By that evening, after chores that took twice as long as usual, she kept seeing double and dragged herself from chair to chair around the room. Her hands trembled so severely, she could hardly feed Kaaren, and when she tried to coax some soup into Thorliff, he just turned his head away.

“Hurts.”

“I know. But please, eat this anyway. You must eat.” Ingeborg rested her throbbing head on her hand. The spoon clattered to the floor.

That night, she took Andrew to bed with her.

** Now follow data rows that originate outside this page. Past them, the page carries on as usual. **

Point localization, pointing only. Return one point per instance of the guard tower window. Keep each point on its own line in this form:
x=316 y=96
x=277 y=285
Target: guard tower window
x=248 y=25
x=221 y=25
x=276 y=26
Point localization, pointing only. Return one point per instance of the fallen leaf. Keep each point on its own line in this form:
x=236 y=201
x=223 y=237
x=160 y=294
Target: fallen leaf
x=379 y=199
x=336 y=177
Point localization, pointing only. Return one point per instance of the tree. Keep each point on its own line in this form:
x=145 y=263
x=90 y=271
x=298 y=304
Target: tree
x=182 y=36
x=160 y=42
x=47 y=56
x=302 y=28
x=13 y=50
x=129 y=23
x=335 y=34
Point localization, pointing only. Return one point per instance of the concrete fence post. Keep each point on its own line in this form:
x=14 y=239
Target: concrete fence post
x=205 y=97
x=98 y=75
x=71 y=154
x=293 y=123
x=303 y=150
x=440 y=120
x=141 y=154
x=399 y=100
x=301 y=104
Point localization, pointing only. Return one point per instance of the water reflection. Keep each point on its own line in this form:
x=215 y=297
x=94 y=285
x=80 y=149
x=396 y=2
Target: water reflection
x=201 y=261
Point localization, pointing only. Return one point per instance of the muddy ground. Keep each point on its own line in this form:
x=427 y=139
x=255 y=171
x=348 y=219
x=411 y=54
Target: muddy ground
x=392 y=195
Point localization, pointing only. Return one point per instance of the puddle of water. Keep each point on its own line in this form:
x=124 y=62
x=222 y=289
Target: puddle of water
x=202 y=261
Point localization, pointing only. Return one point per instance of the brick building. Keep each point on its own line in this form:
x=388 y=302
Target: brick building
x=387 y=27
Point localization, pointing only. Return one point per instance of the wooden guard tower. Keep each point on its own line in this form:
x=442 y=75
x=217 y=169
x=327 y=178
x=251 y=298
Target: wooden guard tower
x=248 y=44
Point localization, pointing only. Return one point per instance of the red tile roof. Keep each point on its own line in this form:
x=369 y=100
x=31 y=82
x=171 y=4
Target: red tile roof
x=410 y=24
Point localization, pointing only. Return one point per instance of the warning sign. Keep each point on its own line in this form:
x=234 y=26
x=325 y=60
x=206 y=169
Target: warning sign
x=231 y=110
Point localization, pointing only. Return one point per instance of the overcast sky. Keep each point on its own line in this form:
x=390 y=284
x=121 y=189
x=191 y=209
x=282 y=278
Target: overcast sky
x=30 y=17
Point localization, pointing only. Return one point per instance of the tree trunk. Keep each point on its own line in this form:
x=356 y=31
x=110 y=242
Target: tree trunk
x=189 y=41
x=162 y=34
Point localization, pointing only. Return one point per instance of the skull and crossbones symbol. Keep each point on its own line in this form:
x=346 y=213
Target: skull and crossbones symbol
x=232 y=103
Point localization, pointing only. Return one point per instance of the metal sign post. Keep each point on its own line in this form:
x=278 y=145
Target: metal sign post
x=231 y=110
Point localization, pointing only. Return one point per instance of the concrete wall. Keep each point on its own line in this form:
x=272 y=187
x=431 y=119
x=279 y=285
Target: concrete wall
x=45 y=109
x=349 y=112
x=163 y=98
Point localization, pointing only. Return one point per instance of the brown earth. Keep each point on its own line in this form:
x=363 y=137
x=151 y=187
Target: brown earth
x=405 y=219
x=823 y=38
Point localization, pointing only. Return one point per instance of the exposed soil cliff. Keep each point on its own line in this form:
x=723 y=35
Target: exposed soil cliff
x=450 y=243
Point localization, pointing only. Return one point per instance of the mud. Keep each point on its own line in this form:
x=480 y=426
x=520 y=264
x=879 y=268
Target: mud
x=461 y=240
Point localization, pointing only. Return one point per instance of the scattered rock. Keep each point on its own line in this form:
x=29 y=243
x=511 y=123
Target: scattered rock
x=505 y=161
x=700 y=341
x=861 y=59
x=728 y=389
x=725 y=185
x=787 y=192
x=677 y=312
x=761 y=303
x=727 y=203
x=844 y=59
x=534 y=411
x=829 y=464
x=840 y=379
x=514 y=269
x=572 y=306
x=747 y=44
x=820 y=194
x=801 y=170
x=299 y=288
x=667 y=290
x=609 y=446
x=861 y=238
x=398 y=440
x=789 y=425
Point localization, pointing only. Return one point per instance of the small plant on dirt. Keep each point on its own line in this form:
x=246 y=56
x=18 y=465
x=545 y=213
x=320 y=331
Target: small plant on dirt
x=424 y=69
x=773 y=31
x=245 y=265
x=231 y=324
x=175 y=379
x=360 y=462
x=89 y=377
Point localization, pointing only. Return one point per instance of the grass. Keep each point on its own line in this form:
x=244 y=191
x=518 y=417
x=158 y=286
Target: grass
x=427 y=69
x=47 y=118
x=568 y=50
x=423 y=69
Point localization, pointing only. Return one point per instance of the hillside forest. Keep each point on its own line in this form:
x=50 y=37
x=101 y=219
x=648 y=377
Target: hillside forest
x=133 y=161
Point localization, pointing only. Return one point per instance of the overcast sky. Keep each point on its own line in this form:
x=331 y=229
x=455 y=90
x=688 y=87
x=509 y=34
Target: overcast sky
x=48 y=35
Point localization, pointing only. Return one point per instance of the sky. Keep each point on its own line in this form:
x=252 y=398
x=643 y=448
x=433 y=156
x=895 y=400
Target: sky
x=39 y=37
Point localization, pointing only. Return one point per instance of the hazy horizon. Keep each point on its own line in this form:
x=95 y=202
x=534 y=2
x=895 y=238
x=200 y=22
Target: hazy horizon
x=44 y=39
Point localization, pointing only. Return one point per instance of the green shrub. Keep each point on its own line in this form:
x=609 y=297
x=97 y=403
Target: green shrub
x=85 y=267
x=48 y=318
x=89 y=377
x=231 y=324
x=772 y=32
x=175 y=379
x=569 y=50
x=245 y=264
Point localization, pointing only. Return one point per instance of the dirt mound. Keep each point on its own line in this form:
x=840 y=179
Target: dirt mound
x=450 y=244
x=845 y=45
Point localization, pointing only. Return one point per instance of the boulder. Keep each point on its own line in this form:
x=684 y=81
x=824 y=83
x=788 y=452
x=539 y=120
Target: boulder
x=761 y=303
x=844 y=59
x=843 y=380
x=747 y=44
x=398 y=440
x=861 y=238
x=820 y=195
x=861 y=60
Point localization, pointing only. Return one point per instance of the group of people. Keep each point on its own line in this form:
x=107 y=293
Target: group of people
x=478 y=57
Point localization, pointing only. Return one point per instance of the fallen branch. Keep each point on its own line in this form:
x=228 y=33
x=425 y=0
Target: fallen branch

She was afraid she wouldn’t have the strength to carry him later. “Please, Father in heaven, if you love us, let Roald come home in the morning.”

 

W
as the pounding inside her head or from somewhere else?

“Ingeborg, the door. Someone is at the door.” Kaaren’s faint voice came from near her left ear.

Up out of the fog, out of the swirly place where she’d hidden, Ingeborg dragged herself, foot by reluctant foot. But when she raised her head from the pillow, the tilting room made her retch. How to get to the door? Why don’t they just come in? She struggled to her feet, fighting back the nausea, the pain, and the terrible heat. How could it be so hot in here? She knew it was winter, that much hadn’t changed.